シーアイヴィラ伊豆熱川は、東伊豆町奈良本に建つ総戸数316戸・1989年5月築(鉄骨・鉄筋コンクリート造12階建)の大型リゾートマンションです。熱川温泉の大浴場・サウナ・屋外プール・レストラン・テニスコートに通年24時間フロントまで備えるホテル型で、伊豆熱川駅から徒歩約11分。2026年7月時点でエンゼル不動産に8件(330万〜1,080万円)の売出が確認できます。編集部の診断は、相場指数は1年で㎡3万円下落と急落を示すが、実売出は坪22万〜57万円と指数レンジの上に分布しており、実勢の裏付けを欠く「統計上の急落の疑い」。売出は総戸数の2.5%と落ち着いており、判断の軸は価格よりも24時間フロント体制を支える固定費、というものです。
売出は坪22.2万〜57.1万円。指数の「1年で急落」を実売出は裏付けない
エンゼル不動産で確認できた売出8件は330万〜1,080万円、坪単価は約22.2万〜57.1万円/坪(中央値31.4万円/坪)です。8件中6件が49.09㎡の1LDK同型タイプ(330万〜600万円)で、最高値の1,080万円(57.1万円/坪)は62.54㎡・11階南向きというプレミアム住戸です。マンションマーケットの参考㎡単価は8万〜9万円(坪換算26.4万〜29.8万円)で、1年前比では㎡3万円の下落と大きな下げを示す一方、3年前比では㎡1万円の上昇。実売出の中央値31.4万円/坪は指数レンジの上にあり、安値側でも坪22.2万円で下げ止まっています。指数の急落を実勢が裏付けていないため、判定は「統計上の急落の疑い」です。

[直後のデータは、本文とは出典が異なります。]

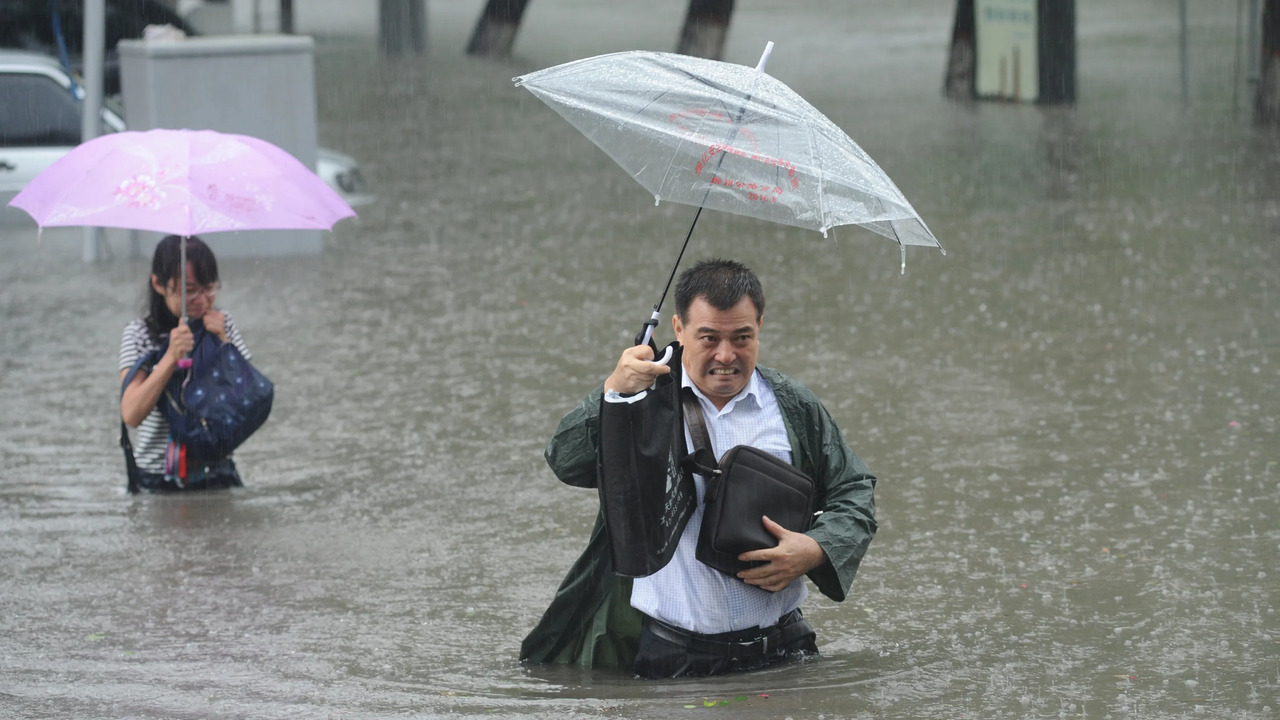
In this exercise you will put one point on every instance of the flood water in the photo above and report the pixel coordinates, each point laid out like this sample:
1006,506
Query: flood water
1073,414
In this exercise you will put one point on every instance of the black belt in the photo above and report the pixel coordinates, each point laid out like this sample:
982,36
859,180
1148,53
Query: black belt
753,643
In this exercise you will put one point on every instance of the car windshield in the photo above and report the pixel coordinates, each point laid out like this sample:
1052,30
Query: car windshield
37,112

保有コスト率は年4.7〜12.0%。49㎡でも月32,871円+組合費・水道基本料
1LDK49.09㎡の実例では、管理費23,941円+積立修繕費8,930円=月32,871円。これに組合費500円/月と水道基本料800円/月が加わり、固定資産税は約56,800円/年(令和7年度)です。売出価格330万円の5階住戸なら管理費等だけで年約39.4万円、保有コスト率は年12.0%。最も低い1,080万円の住戸でも年4.7%です。24時間フロント・レストラン・温泉・プールというホテル並みのサービスの対価として、管理費単価は約488円/㎡と重量級です。300万円台で買える住戸ほど、価格に対する固定費の比率が極端に高くなる点に注意が必要です。
積立修繕費182円/㎡は国交省目安をわずかに下回る
積立修繕費は49.09㎡住戸で月8,930円、68.43㎡住戸で月12,450円、いずれも㎡単価約182円です。国土交通省ガイドラインの目安(大規模マンションで190〜325円/㎡)をわずかに下回る水準で、2013年7月に大規模修繕、2014年3月にエレベーターリニューアルを完了していますが、前回大規模修繕から13年が経過しており次回周期が近づいています。給湯は各戸電気温水器(ガスなし)で、給湯器の配管工事が完了していない住戸では温水器自体が使えないため、購入前に配管工事の完了有無の確認が必須です。排水は集中浄化槽です。
編集部の診断
判定は「統計上の急落の疑い」です。指数上は1年で㎡3万円の下落ですが、3年前比ではプラスで、実売出8件は指数レンジより上に分布しており、実勢下落と断定する材料はありません。316戸に対して売出8件(約2.5%)と需給も落ち着いています。購入目線は、主力の49.09㎡タイプなら東向きで坪30万円以下、南向きで坪25万円以下が安値圏で、最安の330万円(坪22.2万円)が交渉の基準になります。確認すべきは、(1)対象住戸の給湯器配管工事の完了有無、(2)前回大規模修繕から13年経過を踏まえた長期修繕計画と積立残高(182円/㎡で温泉・プール・レストランを維持できるか)、(3)月3.3万円超の固定費と利用頻度の釣り合いです。ホテル型の快適さを月額いくらまで払えるかが、この物件の判断軸です。